Est-il possible que son sexe futur soit contenu à
l’intérieur de cette boule de papier ? Est-il possible que son accession
au statut de princesse soit là, à portée de patte ?

 

56. ENCYCLOPÉDIE

 

MOBILITÉ SOCIALE
 : Les Incas croyaient au déterminisme et aux
castes. Chez eux, pas de problème d’orientation professionnelle la profession
était déterminée par la naissance. Les fils d’agriculteurs deviendraient
obligatoirement agriculteurs, les fils de soldats, soldats. Pour éviter tout
risque d’erreur, la caste était d’emblée inscrite dans le corps des enfants.
Pour cela les Incas plaçaient les têtes à la fontanelle molle propre aux
nouveau-nés dans des étaux spéciaux en bois qui modelaient leurs crânes. Ces
étaux plats donnaient ainsi la forme désirée aux têtes des enfants carrées pour
ceux de roi, par exemple. L’opération n’était pas douloureuse, pas plus en tout
cas que celle qui consiste à faire porter un appareil dentaire pour obliger les
dents à pousser dans un certain sens. Les crânes mous se solidifiaient dans le
moule de bois. Ainsi, même nus et abandonnés, les fils de rois restaient rois,
reconnaissables par tous puisqu’ils étaient seuls à pouvoir porter les
couronnes, elles-mêmes de forme carrée. Quant aux crânes des enfants de
soldats, ils étaient moulés de façon à prendre une forme triangulaire. Pour les
fils de paysans, c’était une forme pointue.

La société inca était
ainsi rendue immuable. Aucun risque de mobilité sociale, pas la moindre menace
d’ambition personnelle, chacun portait imprimés à vie, sur son crâne, son rang
social et sa fonction professionnelle.

 

Edmond Wells,

Encyclopédie du Savoir Relatif et Absolu
, tome III.

 

57. LEÇON D’HISTOIRE

 

Les élèves s’installèrent chacun à leur place et, dans un
bel ensemble, sortirent leur cahier et leur stylo. C’était l’heure du cours
d’histoire.

Comme s’il ne s’était rien passé l’autre soir, Gonzague
Dupeyron et ses deux acolytes ne jetèrent aucun regard à Julie et aux Sept
Nains quand ils remontèrent l’allée pour s’asseoir côte à côte.

En grosses lettres blanches sur le tableau noir, le
professeur d’histoire inscrivit : « La Révolution française de
1789 », puis, sachant qu’il ne faut jamais longtemps tourner le dos à une
classe, il se retourna pour toiser les élèves et sortit une liasse de feuillets
de sa serviette.

— J’ai corrigé vos copies.

Parcourant les travées, il les distribua à leurs auteurs
avec, pour chacun, de brefs commentaires. « Soignez davantage votre
orthographe », « Quelques progrès », « Désolé, Cohn-Bendit,
ce n’était pas en 1789 mais en 1968. »

Il avait commencé par les notes les plus élevées et
continuait en ordre décroissant. Il en était à 3 sur 20 et Julie
n’avait toujours pas récupéré sa copie.

La sentence tomba comme un couperet :

— Julie : 1 sur 20. Je ne vous ai pas
mis zéro car vous développez une théorie assez particulière à propos de Saint
Just qui serait, selon vous, le pourrisseur de la Révolution.

Comme pour montrer qu’elle assumait totalement ses opinions,
Julie leva la tête.

— Je le pense, en effet.

— Qu’avez-vous donc contre cet excellent Saint Just, un
homme charmant, très cultivé et qui devait probablement avoir obtenu de
meilleures notes que vous sur les bancs de l’école ?

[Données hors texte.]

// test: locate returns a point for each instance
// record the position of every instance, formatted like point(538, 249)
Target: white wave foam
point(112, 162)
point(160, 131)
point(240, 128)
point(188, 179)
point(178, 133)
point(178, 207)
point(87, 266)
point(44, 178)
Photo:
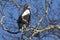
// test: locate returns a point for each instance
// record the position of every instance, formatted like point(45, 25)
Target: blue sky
point(11, 10)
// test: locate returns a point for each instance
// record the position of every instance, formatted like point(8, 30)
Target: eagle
point(24, 18)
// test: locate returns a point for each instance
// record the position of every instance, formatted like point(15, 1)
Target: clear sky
point(11, 10)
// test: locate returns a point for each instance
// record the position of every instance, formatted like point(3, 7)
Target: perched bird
point(24, 18)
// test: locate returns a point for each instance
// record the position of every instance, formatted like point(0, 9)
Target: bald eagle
point(24, 18)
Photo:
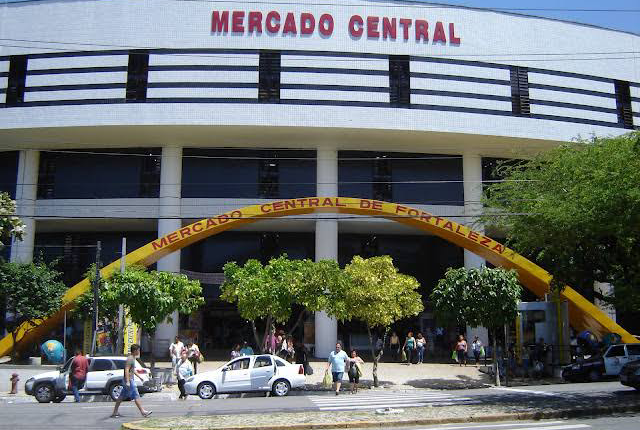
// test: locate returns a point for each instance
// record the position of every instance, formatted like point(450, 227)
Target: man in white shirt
point(175, 350)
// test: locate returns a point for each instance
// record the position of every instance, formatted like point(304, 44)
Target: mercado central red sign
point(305, 24)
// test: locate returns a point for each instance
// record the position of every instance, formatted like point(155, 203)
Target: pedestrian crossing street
point(363, 400)
point(535, 425)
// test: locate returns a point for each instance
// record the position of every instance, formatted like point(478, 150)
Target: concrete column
point(169, 221)
point(326, 328)
point(472, 176)
point(26, 195)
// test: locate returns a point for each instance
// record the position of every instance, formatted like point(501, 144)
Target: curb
point(566, 413)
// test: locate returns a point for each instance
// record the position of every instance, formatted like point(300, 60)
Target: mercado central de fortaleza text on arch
point(159, 120)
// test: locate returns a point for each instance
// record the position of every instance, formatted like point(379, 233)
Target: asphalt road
point(70, 416)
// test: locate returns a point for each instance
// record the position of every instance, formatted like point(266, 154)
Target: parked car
point(105, 376)
point(609, 363)
point(248, 373)
point(630, 374)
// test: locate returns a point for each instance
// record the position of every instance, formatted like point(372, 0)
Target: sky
point(616, 14)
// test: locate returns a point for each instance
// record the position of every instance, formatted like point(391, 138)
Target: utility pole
point(120, 341)
point(96, 286)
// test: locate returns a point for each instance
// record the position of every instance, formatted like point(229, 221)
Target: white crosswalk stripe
point(348, 401)
point(537, 425)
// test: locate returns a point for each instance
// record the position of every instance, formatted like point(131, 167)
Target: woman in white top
point(183, 370)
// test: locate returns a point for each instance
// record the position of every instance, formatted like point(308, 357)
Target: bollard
point(14, 383)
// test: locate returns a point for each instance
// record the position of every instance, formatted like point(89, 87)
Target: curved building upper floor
point(366, 74)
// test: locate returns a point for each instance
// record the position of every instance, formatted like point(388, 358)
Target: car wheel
point(115, 391)
point(206, 390)
point(281, 388)
point(45, 393)
point(595, 375)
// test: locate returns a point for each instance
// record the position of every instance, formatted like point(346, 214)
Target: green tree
point(478, 297)
point(270, 292)
point(374, 292)
point(9, 223)
point(576, 211)
point(32, 292)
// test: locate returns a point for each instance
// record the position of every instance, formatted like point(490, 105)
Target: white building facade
point(122, 118)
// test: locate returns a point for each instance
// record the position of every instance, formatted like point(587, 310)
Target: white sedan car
point(248, 373)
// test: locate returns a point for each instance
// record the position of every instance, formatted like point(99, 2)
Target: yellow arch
point(582, 313)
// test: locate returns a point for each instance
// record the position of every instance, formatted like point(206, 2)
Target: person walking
point(394, 345)
point(409, 346)
point(175, 351)
point(421, 344)
point(461, 350)
point(79, 369)
point(183, 370)
point(354, 370)
point(129, 389)
point(476, 348)
point(194, 355)
point(337, 361)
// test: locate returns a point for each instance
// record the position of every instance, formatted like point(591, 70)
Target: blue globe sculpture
point(54, 351)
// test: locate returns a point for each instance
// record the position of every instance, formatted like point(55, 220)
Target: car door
point(262, 371)
point(100, 371)
point(614, 358)
point(236, 376)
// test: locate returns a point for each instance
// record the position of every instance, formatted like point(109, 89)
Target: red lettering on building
point(422, 30)
point(307, 23)
point(356, 20)
point(273, 22)
point(438, 33)
point(185, 231)
point(325, 25)
point(453, 40)
point(289, 24)
point(406, 25)
point(372, 27)
point(220, 22)
point(237, 21)
point(159, 244)
point(255, 22)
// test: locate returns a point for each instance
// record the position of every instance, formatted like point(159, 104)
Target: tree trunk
point(255, 336)
point(495, 355)
point(298, 321)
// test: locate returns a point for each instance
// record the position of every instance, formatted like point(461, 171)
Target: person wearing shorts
point(337, 361)
point(129, 389)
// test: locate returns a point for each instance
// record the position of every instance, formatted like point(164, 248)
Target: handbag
point(327, 381)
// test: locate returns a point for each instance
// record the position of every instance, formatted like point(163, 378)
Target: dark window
point(150, 176)
point(616, 351)
point(17, 80)
point(137, 76)
point(100, 364)
point(623, 104)
point(399, 81)
point(263, 361)
point(268, 179)
point(382, 179)
point(269, 77)
point(520, 91)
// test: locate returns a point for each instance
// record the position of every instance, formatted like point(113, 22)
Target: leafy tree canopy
point(9, 224)
point(477, 297)
point(576, 211)
point(31, 292)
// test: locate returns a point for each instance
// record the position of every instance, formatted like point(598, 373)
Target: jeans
point(181, 383)
point(76, 385)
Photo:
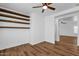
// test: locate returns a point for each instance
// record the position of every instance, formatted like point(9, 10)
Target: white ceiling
point(26, 8)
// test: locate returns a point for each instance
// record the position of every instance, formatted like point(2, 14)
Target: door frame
point(67, 13)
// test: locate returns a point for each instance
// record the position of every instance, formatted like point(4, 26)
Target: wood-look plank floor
point(41, 49)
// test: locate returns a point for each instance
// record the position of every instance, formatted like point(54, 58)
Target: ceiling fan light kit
point(45, 6)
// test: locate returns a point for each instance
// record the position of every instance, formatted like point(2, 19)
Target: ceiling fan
point(45, 6)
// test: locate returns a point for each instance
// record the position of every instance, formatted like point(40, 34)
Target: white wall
point(67, 29)
point(37, 28)
point(50, 29)
point(78, 30)
point(13, 37)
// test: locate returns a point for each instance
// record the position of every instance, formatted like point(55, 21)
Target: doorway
point(68, 30)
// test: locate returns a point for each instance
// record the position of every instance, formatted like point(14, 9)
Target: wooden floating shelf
point(13, 12)
point(10, 16)
point(15, 27)
point(13, 21)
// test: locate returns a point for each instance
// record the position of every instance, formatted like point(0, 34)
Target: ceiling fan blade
point(43, 10)
point(37, 7)
point(51, 8)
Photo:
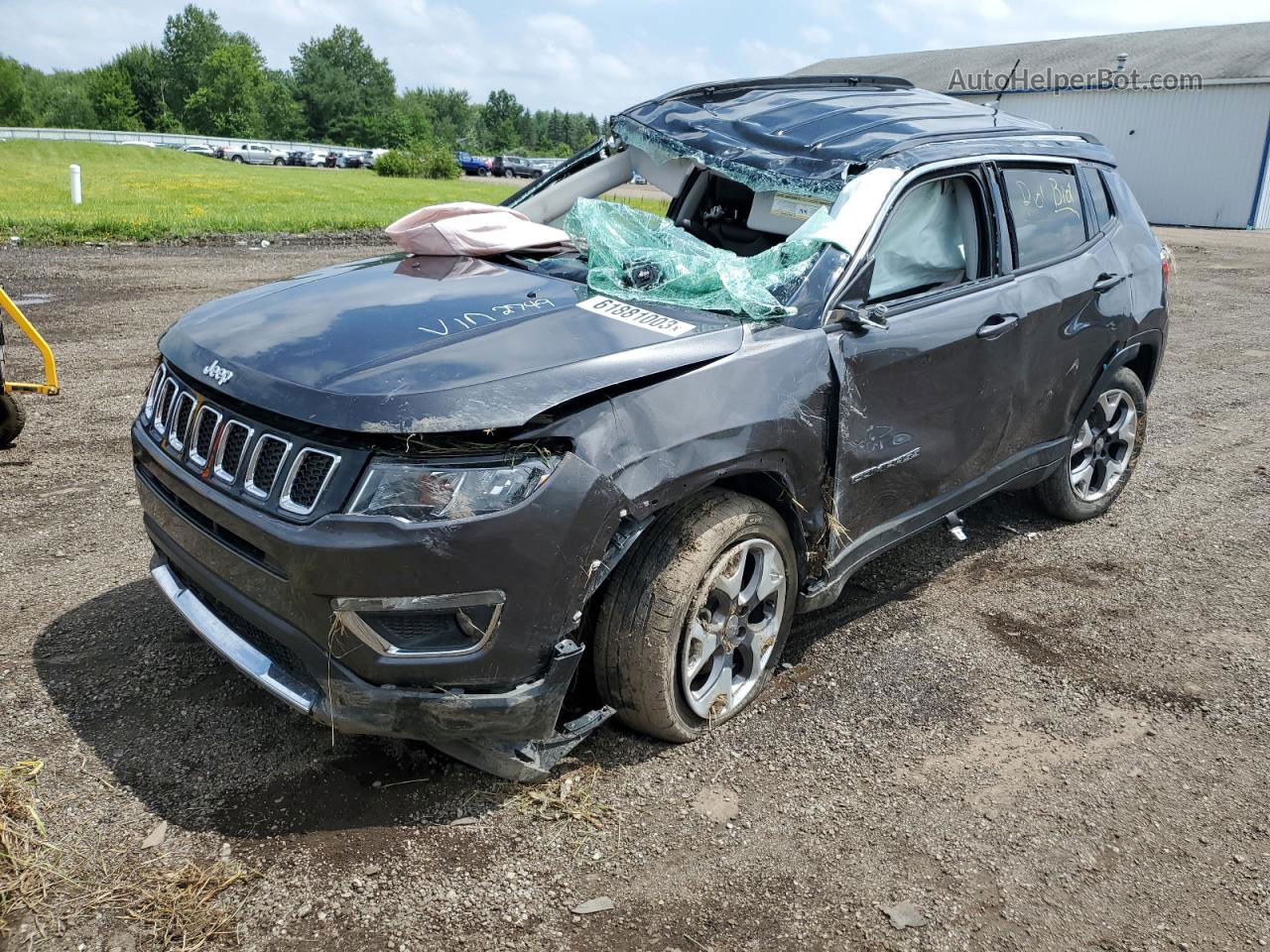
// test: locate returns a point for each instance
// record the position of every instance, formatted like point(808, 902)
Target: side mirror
point(852, 309)
point(864, 316)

— Saint Just, dit Julie sans se départir de son calme,
pensait impossible de réussir une révolution sans violence. Il l’a écrit :
« La Révolution vise à améliorer le monde et si certains ne sont pas
d’accord avec elle, il faut les éliminer. »

— Je constate avec plaisir que vous n’êtes pas
totalement ignare. Au moins, vous avez en tête quelques citations.

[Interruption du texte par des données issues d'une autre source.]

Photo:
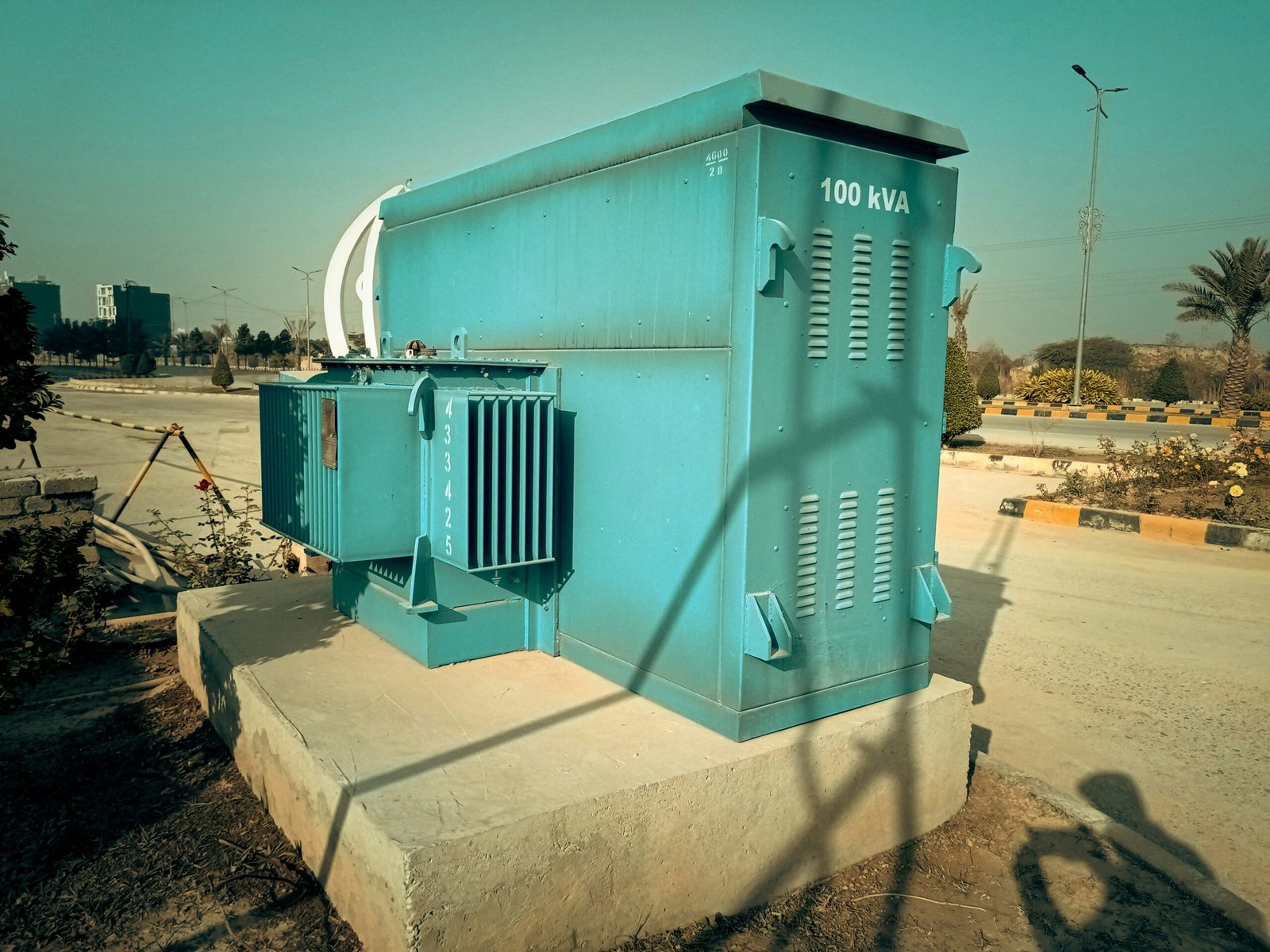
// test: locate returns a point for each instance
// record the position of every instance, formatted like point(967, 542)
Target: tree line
point(125, 342)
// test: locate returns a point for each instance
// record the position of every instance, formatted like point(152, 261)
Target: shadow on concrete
point(1106, 905)
point(1117, 795)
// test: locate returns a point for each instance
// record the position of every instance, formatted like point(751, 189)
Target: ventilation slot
point(822, 274)
point(897, 305)
point(861, 276)
point(510, 478)
point(884, 536)
point(845, 575)
point(808, 552)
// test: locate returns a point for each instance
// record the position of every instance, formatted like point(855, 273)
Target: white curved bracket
point(333, 290)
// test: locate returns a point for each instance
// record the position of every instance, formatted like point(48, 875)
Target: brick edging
point(1166, 527)
point(1130, 416)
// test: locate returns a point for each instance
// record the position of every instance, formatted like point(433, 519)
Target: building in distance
point(46, 298)
point(137, 304)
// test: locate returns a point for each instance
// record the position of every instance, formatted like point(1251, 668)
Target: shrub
point(990, 381)
point(1056, 387)
point(224, 555)
point(962, 410)
point(1210, 482)
point(48, 597)
point(222, 376)
point(1170, 384)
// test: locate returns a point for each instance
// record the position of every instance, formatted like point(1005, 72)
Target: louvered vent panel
point(884, 537)
point(845, 574)
point(808, 552)
point(822, 277)
point(897, 304)
point(861, 278)
point(511, 454)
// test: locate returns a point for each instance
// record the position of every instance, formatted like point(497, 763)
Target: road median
point(1172, 528)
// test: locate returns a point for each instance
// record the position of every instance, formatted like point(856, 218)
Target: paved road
point(1083, 435)
point(1121, 670)
point(224, 429)
point(1128, 672)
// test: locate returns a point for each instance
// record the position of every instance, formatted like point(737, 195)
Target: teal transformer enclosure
point(683, 424)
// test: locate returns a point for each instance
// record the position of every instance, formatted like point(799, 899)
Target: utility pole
point(1091, 224)
point(309, 281)
point(127, 321)
point(225, 298)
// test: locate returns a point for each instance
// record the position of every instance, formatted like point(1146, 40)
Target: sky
point(187, 145)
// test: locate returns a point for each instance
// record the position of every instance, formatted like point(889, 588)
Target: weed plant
point(225, 551)
point(1178, 476)
point(48, 597)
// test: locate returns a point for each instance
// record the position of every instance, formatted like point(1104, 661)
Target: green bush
point(48, 597)
point(990, 381)
point(1056, 387)
point(1216, 482)
point(222, 376)
point(224, 555)
point(1170, 384)
point(962, 412)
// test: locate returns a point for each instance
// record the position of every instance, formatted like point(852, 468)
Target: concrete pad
point(524, 803)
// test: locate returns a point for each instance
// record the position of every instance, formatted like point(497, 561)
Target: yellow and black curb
point(1161, 527)
point(1249, 419)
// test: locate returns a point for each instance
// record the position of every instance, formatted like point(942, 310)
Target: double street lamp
point(1091, 222)
point(309, 281)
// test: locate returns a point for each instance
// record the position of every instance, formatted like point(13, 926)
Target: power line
point(1149, 232)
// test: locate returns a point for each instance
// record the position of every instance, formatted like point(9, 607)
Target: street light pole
point(1091, 222)
point(309, 282)
point(225, 298)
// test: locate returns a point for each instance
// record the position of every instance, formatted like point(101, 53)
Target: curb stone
point(1162, 527)
point(1054, 467)
point(1240, 912)
point(1246, 420)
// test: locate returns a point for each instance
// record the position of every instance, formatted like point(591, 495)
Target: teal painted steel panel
point(736, 301)
point(648, 263)
point(368, 505)
point(645, 508)
point(743, 101)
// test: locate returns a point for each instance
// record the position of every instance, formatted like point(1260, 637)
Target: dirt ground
point(125, 825)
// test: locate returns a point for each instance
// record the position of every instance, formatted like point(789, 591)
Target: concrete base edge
point(1244, 914)
point(524, 803)
point(1172, 528)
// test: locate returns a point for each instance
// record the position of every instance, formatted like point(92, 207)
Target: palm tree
point(958, 311)
point(1237, 296)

La jeune fille ne pouvait pas lui avouer qu’elle avait forgé
ses idées sur Saint-Just à la lecture de l’
Encyclopédie du Savoir Relatif et
Absolu
.

— Mais cela ne change rien sur le fond, reprit le
professeur. Évidemment, Saint Just avait raison sur le fond, il est impossible
de faire une révolution sans violence…

Julie plaida :

— Je crois, moi, que dès que l’on tue, dès qu’on force
les gens à faire ce qu’ils n’ont pas envie de faire, on prouve qu’on manque
d’imagination, qu’on est incapable de trouver d’autres façons de répandre ses
idées. Il existe sûrement des moyens de faire une révolution sans violence.